Further, LAURA’s treatment protocol differed from what is typical for stage 3 NSCLC. Rather than a defined, short-term course of treatment, the new trial specified an indefinite course of osimertinib.
This marks a move away from the standard practice of treating the disease with curative intent.
“It essentially acknowledges that stage 3 unresectable lung cancer is unlikely to be a curable diagnosis,” Sequist said. “Historically, we have framed therapy for stage 3 lung cancer as being given with curative intent—but is that point of view appropriate?”
In five major phase III randomized trials in unresectable stage 3 NSCLC done over the last 20 years, no more than 40% of participants survived to the five-year mark, Sequist said.

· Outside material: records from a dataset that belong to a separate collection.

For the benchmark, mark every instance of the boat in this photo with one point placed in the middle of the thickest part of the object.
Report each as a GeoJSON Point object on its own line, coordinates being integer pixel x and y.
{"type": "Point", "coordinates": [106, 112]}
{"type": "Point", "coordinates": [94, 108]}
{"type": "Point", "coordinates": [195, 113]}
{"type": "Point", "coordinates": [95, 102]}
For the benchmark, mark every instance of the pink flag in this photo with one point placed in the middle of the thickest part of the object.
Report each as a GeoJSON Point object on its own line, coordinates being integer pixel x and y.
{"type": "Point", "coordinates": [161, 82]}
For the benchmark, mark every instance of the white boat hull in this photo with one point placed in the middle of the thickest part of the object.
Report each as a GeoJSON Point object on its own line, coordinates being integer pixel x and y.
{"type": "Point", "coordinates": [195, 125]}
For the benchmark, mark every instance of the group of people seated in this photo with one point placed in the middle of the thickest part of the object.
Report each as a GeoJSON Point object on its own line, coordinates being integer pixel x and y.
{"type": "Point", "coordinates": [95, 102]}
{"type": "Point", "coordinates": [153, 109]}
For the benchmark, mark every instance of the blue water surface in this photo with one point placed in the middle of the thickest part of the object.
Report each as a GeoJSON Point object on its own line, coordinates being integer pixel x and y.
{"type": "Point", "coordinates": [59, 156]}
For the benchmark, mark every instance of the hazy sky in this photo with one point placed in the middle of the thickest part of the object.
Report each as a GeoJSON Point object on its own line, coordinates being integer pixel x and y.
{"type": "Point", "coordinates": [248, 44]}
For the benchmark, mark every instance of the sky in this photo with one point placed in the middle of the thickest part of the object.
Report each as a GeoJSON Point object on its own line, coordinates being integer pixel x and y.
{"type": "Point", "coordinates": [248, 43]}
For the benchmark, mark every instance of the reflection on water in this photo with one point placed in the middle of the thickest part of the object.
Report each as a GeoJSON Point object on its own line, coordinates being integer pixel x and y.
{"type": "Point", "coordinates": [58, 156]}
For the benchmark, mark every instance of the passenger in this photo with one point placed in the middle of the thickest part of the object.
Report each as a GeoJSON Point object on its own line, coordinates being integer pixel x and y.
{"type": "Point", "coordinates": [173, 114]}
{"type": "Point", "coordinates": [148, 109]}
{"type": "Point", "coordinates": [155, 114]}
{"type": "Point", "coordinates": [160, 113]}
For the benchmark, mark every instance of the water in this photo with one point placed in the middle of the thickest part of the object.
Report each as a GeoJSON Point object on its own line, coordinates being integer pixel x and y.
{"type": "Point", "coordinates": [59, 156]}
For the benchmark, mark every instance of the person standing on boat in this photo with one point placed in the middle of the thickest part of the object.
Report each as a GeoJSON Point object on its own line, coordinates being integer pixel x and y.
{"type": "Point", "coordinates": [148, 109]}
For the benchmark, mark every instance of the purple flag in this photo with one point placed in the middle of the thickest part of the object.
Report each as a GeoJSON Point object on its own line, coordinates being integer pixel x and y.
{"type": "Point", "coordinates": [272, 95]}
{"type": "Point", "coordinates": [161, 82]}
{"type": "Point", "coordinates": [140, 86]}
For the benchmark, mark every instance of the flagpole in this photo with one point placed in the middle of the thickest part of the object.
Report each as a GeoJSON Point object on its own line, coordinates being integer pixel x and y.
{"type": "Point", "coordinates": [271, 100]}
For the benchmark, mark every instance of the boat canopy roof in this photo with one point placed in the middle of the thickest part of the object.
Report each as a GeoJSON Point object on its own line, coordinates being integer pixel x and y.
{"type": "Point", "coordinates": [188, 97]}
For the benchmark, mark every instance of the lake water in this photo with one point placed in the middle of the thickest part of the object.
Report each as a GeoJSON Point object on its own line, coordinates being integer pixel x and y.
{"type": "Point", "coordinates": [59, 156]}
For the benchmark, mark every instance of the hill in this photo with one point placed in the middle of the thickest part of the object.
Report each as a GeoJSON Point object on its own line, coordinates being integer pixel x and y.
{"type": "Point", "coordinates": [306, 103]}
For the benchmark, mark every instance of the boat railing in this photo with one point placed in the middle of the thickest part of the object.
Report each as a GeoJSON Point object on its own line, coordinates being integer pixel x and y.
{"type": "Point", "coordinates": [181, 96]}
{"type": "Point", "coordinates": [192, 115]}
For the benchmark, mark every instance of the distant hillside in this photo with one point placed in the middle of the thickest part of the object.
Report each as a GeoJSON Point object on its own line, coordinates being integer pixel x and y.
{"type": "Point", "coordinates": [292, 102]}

“Perhaps a treatment paradigm which acknowledges [that], most likely, we cannot achieve cure is a more transparent, patient-centric approach,” she said.
The audience responded with a surge of questions about the proposed indefinite treatment, as well as osimertinib’s potential to change practice in other ways.
“Given how active the agent is, do you think that there’s an opportunity to even reduce the amount of therapy upfront, the chemotherapy or the radiation therapy?” asked plenary co-chair Angela DeMichele, co-leader of the Breast Cancer Research Program, co-director of the 2-PREVENT Breast Cancer Translational Center of Excellence, and Mariann T. and Robert J. MacDonald Professor in Breast Cancer Care Excellence at the University of Pennsylvania.
Some researchers are looking into moving osimertinib treatment ahead of chemoradiotherapy, and even questioning chemoradiotherapy’s role in patients with stage 3 NSCLC, Ramalingam said.
Therapy for stage 4 has also come into question, Sequist said.
“It seems that unresectable stage 3 and stage 4 are really becoming much more of a conglomerate group, where we have to do a better job of understanding which patients really might benefit from intensifying local therapy to where the bulk of disease is, and which patients would be best served by systemic therapy alone,” Sequist said.
At 20% maturity, the LAURA trial’s OS data shows multiple crossings of the curves. Still, Ramalingam said he is hopeful that the clinical benefit of the osimertinib regimen will become apparent once the data mature, which he anticipates will occur within the next two years.
“It is our hope that these very robust PFS results will translate into overall survival,” he said.